Kompozit doku bağışının da artık organ bağışı onay formunda yer aldığı hatırlatılarak, ”Organ bağışçılarının bunları da işaretleyip işaretlemediği” sorulan Şencan, ”Elbette işaretleyenler oluyor” dedi.
Henüz konu yeni olduğu için ellerinde bununla ilgili bir sayı bulunmadığını ifade eden Şencan, ”Sonuçlar önemli. Bunları da hep beraber takip ediyoruz. Doğal olarak bütün dünyada olduğu gibi bu bir böbrek nakli kadar artmayacak hiçbir zaman. Bir karaciğer ve kornea nakli sayılarına ulaşmayacak” diye konuştu.

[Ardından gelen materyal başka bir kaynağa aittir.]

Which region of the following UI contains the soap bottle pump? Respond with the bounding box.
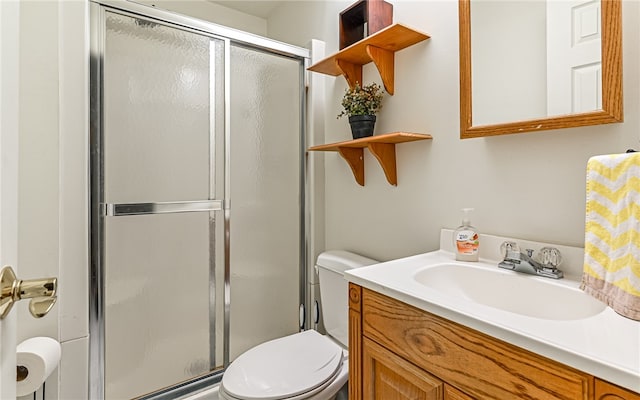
[453,208,480,261]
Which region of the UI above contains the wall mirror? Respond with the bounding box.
[459,0,623,139]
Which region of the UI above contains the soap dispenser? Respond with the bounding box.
[453,208,480,261]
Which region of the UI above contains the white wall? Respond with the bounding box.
[18,1,88,399]
[268,0,640,260]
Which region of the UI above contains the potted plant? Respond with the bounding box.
[338,82,384,139]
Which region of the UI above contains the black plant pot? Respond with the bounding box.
[349,115,376,139]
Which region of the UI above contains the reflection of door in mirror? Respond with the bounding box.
[458,0,623,138]
[471,0,602,125]
[547,0,602,115]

Şencan, bu nakillerin olumlu yönlerinin hastalar ve toplum sağlığı yönüyle, ekonomik ve sosyal boyutuyla gündeme gelmesinin önemine işaret ederek, basının bu konudaki desteğine teşekkür etti.
Basına yansıyan yanlış ve olumsuz bir olayın da bu bağışları olumsuz etkilediğine işaret eden Şencan, Bursa’da organları bağışlanan bir hastadan tedavi ücreti alındığına ilişkin haberlerin gerçek dışı olduğunu ifade etti.
”Organlarını bağışlayan hastaların tedavi giderlerinin devlet tarafından karşılanması uygulaması var mı?” sorusuna Şencan, ”Hastalık süreciyle ilgili tedavi giderlerinin mevzuatı belli. Ya SGK ödüyor, ödeme gücü yoksa sosyal güvenlik fonları ya da belediyeler ödüyor. Ama organ bağışından dolayı kesinlikle hiç kimseye fatura çıkarılması söz konusu değil” dedi.